Reputation: 362
This is more a conceptual question. I was wondering if I used a lock
inside of Parallel.ForEach
loop if that would take away the benefits of parallelizing a foreach
loop.
Here is some sample code where I have seen it done.
Parallel.ForEach<KeyValuePair<string, XElement>>(binReferences.KeyValuePairs, reference =>
{
lock (fileLockObject)
{
if (fileLocks.ContainsKey(reference.Key) == false)
{
fileLocks.Add(reference.Key, new object());
}
}
RecursiveBinUpdate(reference.Value, testPath, reference.Key, maxRecursionCount,
ref recursionCount);
lock (fileLocks[reference.Key])
{
reference.Value.Document.Save(reference.Key);
}
});
Where fileLockObject
and fileLocks
are as follows.
private static object fileLockObject = new object();
private static Dictionary<string, object> fileLocks = new Dictionary<string, object>();
Does this technique completely make the loop not parallel?

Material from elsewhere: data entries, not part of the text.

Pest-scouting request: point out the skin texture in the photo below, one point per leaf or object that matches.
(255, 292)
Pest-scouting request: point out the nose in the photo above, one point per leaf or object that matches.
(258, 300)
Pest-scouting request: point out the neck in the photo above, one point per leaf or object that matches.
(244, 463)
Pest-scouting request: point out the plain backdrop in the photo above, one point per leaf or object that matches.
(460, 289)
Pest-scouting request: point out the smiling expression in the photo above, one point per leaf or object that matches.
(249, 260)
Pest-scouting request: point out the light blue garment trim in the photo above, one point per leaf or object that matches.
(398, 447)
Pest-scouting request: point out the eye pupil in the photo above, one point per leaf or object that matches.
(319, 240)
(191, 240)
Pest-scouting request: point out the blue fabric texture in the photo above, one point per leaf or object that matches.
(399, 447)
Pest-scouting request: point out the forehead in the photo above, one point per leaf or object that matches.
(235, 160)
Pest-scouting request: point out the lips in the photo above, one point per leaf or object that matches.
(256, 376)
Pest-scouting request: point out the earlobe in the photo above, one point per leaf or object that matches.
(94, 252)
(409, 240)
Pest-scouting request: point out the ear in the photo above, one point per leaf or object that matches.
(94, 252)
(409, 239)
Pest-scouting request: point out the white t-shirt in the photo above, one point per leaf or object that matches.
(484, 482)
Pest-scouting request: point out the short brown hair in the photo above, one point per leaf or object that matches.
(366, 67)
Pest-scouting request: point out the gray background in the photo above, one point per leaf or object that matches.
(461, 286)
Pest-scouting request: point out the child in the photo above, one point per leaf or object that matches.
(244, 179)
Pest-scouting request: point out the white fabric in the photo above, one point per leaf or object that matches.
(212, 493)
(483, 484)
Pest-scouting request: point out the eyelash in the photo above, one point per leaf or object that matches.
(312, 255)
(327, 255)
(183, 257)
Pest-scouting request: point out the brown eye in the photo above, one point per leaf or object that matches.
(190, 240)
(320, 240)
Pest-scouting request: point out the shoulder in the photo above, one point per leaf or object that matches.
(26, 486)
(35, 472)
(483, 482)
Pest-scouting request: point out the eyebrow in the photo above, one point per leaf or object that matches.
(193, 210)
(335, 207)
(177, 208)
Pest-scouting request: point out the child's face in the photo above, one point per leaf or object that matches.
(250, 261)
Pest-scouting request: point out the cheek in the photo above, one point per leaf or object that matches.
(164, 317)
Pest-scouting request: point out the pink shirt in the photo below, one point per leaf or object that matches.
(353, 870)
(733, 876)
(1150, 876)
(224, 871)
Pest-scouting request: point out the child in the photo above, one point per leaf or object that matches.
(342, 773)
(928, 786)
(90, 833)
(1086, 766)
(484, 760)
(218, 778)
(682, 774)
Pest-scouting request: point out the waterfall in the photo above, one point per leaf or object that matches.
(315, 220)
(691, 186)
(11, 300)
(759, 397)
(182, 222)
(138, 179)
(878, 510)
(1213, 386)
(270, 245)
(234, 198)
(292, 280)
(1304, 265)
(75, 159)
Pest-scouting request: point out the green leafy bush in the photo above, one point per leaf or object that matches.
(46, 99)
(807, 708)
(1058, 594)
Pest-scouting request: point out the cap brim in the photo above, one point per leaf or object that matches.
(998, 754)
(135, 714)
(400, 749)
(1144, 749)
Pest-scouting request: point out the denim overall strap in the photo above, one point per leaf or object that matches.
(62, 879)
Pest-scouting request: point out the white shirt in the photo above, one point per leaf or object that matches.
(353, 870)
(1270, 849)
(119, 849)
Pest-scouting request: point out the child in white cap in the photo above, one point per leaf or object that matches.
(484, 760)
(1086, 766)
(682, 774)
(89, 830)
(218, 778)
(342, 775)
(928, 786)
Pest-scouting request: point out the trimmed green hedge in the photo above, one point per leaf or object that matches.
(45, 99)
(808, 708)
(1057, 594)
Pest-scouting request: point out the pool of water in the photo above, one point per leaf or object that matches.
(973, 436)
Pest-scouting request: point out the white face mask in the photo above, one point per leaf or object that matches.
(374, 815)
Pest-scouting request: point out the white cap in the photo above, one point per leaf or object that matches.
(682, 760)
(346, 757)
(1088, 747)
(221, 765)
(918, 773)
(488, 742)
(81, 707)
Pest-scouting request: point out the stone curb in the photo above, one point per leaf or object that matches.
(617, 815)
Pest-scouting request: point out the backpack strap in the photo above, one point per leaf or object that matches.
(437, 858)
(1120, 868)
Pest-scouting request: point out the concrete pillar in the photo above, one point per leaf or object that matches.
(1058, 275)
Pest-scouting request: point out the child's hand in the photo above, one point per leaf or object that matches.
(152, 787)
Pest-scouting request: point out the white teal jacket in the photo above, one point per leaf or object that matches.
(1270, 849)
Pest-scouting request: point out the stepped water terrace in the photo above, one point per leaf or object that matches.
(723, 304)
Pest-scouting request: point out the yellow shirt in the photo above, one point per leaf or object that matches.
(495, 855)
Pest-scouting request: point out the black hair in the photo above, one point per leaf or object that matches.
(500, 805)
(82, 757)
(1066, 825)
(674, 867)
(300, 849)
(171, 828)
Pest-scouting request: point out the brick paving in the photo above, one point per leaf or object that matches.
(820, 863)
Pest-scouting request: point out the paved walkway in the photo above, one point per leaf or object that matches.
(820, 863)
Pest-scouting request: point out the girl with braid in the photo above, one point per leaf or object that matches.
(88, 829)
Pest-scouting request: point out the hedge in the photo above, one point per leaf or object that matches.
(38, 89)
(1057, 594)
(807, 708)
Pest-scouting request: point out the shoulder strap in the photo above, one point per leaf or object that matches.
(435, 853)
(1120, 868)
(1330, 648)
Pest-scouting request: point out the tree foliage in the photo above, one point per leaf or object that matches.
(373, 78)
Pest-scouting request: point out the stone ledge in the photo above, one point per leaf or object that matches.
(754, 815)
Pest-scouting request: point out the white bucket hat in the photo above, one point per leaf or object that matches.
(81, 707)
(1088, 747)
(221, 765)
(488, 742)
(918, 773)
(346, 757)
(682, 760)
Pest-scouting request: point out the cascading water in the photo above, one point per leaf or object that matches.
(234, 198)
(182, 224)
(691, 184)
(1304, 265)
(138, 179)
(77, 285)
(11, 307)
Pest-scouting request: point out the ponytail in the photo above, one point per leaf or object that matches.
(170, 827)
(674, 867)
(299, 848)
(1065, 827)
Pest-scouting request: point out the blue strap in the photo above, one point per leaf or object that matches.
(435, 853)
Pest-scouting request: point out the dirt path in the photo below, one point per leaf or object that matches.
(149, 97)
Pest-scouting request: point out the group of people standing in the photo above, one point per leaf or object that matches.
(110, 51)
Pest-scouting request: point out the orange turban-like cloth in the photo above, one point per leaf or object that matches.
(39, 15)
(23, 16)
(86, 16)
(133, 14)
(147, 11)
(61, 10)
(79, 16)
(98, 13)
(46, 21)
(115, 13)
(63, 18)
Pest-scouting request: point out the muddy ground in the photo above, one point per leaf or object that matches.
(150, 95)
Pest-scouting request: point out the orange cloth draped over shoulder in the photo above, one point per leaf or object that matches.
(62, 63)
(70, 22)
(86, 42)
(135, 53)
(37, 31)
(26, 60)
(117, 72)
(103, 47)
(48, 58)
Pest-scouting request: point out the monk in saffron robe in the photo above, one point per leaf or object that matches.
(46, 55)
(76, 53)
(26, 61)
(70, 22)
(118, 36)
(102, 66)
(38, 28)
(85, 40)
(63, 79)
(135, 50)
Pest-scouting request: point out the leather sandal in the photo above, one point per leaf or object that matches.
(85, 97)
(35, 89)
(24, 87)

I would like to see your thoughts on this.
Upvotes: 1
Views: 2200
Reputation: 43996
There is nothing conceptually wrong with using the lock
statement in a Parallel.ForEach
loop. If done correctly, the effect of the lock
on the overall performance of the parallel operation can be totally negligible. An uncontended lock
is really cheap. It can be acquired and released in as little as 20 nanoseconds on a 2010-era computer, in other words in can be acquired and released 50,000,000 times per second (citation). On the other hand if the lock
is used incorrectly, it can completely serialize the body
delegate, negating all the benefits of parallelization. Or even worse, as in the code snippet presented in your question, it can be applied incorrectly and allow concurrent access on non-thread-safe state (fileLocks
), resulting in undefined behavior.
The general advice is: do the least amount of work while holding the lock
, and release it at the earliest opportunity. Don't do work inside the lock
that can be done outside the lock
.
Regarding the specific problem that the code in the question is attempting to solve, which is to prevent parallel processing for reference
objects having the same Key
, locking on the Key
might not be the optimal strategy. That's because it blocks ThreadPool
threads, and also because it may result in reduced degree of parallelism. Your code does not specify the MaxDegreeOfParallelism
, implying unlimited parallelism, which in practice means that the effective degree of parallelism will be determined by the ThreadPool
availability, which is a bit chaotic¹. In case you change your mind and decide to specify the MaxDegreeOfParallelism
, and you also desire to maintain a constant degree of parallelism during the whole operation, the simple use of the lock
won't cut it. You want the parallelization devoted to doing actual work, not occupied by waits for a lock. You could look at this answer for a more sophisticated approach on this specific problem. That answer is about the asynchronous Parallel.ForEachAsync
, but adjusting it to the synchronous Parallel.ForEach
should be straightforward.
¹ My personal advice is to specify always the MaxDegreeOfParallelism
when using the Parallel
APIs.
Upvotes: 0
Reputation: 273844
if I used a lock ... if that would take away the benefits of Paralleling a foreachloop.
Proportionally. When RecursiveBinUpdate()
is a big chunk of work (and independent) then it will still pay off. The locking part could be a less than 1%, or 99%. Look up Amdahls law, that applies here.
But worse, your code is not thread-safe. From your 2 operations on fileLocks
, only the first is actually inside a lock.
lock (fileLockObject)
{
if (fileLocks.ContainsKey(reference.Key) == false)
{
...
}
}
and
lock (fileLocks[reference.Key]) // this access to fileLocks[] is not protected
change the 2nd part to:
lock (fileLockObject)
{
reference.Value.Document.Save(reference.Key);
}
and the use of ref recursionCount
as a parameter looks suspicious too. It might work with Interlocked.Increment though.
Upvotes: 3
Reputation: 33379
When it comes to locks, there's no difference in the way PLINQ/TPL threads have to wait to gain access. So, in your case, it only makes the loop not parallel in those areas that you're locking and any work outside those locks is still going to execute in parallel (i.e. all the work in RecursiveBinUpdate
).
Bottom line, I see nothing substantially wrong with what you're doing here.
Upvotes: 1
Reputation: 203847
It means all of the work inside of the lock
can't be done in parallel. This greatly harms the performance here, yes. Since the entire body is not all locked (and locked on the same object) there is still some parallelization here though. Whether the parallelization that you do get adds enough benefit to surpass the overhead that comes with managing the threads and synchronizing around the locks is something you really just need to test yourself with your specific data.
That said, it looks like what you're doing (at least in the first locked block, which is the one I'd be more concerned with at every thread is locking on the same object) is locking access to a Dictionary
. You can instead use a ConcurrentDictionary
, which is specifically designed to be utilized from multiple threads, and will minimize the amount of synchronization that needs to be done.
Upvotes: 3
Reputation: 564911
The "locked" portion of the loop will end up running serially. If the RecursiveBinUpdate
function is the bulk of the work, there may be some gain, but it would be better if you could figure out how to handle the lock generation in advance.
Upvotes: 0